Invest in education, quality of life: Yes on Proposition 30

October 15, 2012 

San Luis Coastal Unified School Board member Mark Buchman speaks in favor of Proposition 30 during a rally in September at Cuesta College. Joining him were other local education leaders, teachers and students.

JOE JOHNSTON — jjohnston@thetribunenews.com Buy Photo

With all due respect to the many important decisions before voters this fall, none will have a more direct and immediate impact on our county’s quality of life than Proposition 30.

Proposition 30 is Gov. Jerry Brown’s initiative to stabilize state funding for public education.

Some might choose to dismiss Proposition 30 as yet another tax. We view Proposition 30 as an opportunity to invest in the future — in the overall health of our society and in providing the well-educated employees that our local businesses need to succeed.

Much is at stake for all K-12 schools in the county, Cuesta College and Cal Poly.

Since 2007-08, our county K-12 schools and Cuesta College each have received 30 percent cuts in state funding, while Cal Poly has seen cuts of 44 percent over the same period.

To say it politely, the state of California has been steadily retreating from its onetime position as the nation’s undisputed leader in public education at all levels.

Bluntly, though, the past four years have been a bloodbath.

We have seen class sizes grow, tuitions increase, vital programs cut back and jobs eliminated.

If Proposition 30 fails, there is no end in sight.

Here’s how much worse it could get if Proposition 30 fails:

Our local K-12 schools would lose an additional $15.6 million this year, which equates to $235,000 for a school the size of Virginia Peterson School in Paso Robles, $300,000 for Laguna Middle School in San Luis Obispo and $990,000 for Arroyo Grande High School.

Rather than restoring quality, our schools will be forced to continue making deep cuts as has already been the case in Paso Robles, where the school year has been shortened.

Cal Poly would lose an additional $14.5 million, or a 17 percent reduction in state funds, with another round of statewide tuition increases planned that would only partially offset the cuts.

Cuesta would lose nearly $3 million more, or another 18 percent cut, and be forced to cut enrollment by as many as another 1,000 students.

Combined, the negative economic impact to our county could exceed $160 million annually, based on an analysis done by the California State University system.

Approval of Proposition 30 would provide some stability in funding, making it less likely that public education would undergo further cuts this year. Proposition 30 might enable modest increases in student enrollment at Cuesta and Cal Poly in the years to come. That will help serve the local economy and California’s broader needs.

California industries desperately need more college-educated students. At current levels, California faces a shortage of 1 million workers with a college education within the decade.

Public education has been America’s great engine that has historically generated opportunity for all, enabling upward mobility regardless of socioeconomic status. Moreover, taxpayers’ investment in public education yields an excellent return.

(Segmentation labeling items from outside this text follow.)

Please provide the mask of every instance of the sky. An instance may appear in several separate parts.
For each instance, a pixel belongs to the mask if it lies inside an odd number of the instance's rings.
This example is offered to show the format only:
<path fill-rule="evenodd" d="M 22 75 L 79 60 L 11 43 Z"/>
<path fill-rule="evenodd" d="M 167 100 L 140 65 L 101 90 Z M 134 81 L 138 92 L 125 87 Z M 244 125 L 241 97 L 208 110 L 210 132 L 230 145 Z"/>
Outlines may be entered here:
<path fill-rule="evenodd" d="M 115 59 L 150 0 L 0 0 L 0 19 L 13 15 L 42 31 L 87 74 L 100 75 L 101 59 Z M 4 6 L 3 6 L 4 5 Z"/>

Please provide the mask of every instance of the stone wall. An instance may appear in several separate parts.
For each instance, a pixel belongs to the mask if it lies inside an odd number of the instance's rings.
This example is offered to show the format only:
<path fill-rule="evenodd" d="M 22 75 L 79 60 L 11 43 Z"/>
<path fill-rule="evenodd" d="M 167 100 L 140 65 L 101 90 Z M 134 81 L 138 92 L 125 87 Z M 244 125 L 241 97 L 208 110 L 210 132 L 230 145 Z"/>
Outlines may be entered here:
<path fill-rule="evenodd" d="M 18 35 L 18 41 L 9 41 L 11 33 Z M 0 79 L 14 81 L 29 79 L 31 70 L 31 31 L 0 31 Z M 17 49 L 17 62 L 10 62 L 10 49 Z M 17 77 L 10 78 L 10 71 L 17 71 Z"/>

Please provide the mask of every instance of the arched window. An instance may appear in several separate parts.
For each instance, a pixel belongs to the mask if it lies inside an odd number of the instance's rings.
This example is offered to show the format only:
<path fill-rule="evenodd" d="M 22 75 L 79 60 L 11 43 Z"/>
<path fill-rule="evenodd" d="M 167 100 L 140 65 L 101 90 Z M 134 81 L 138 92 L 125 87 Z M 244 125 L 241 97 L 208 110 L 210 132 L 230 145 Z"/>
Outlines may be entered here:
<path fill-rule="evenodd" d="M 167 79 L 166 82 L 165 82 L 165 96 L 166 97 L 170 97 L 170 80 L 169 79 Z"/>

Every dollar the state invests in higher education generates $5.43 in economic impact in the state’s economy, according to a CSU analysis. Think of this as stimulus spending that works — and has worked for generations of Californians.

Good public schools strengthen our democracy. Good public schools produce productive citizens who can solve society’s challenges and help create a better future for all of us.

Some might say that Gov. Brown has other choices — that he doesn’t need to cut education. While we can’t speak for the governor, we know that this is the choice before us and that the risk to our future is too great. We cannot sit back quietly and see the children and the state’s economic future be put at risk.

Jeffrey D. Armstrong is president of Cal Poly; Julian Crocker is San Luis Obispo County Superintendent of Schools, and Gil Stork is superintendent/president of Cuesta College.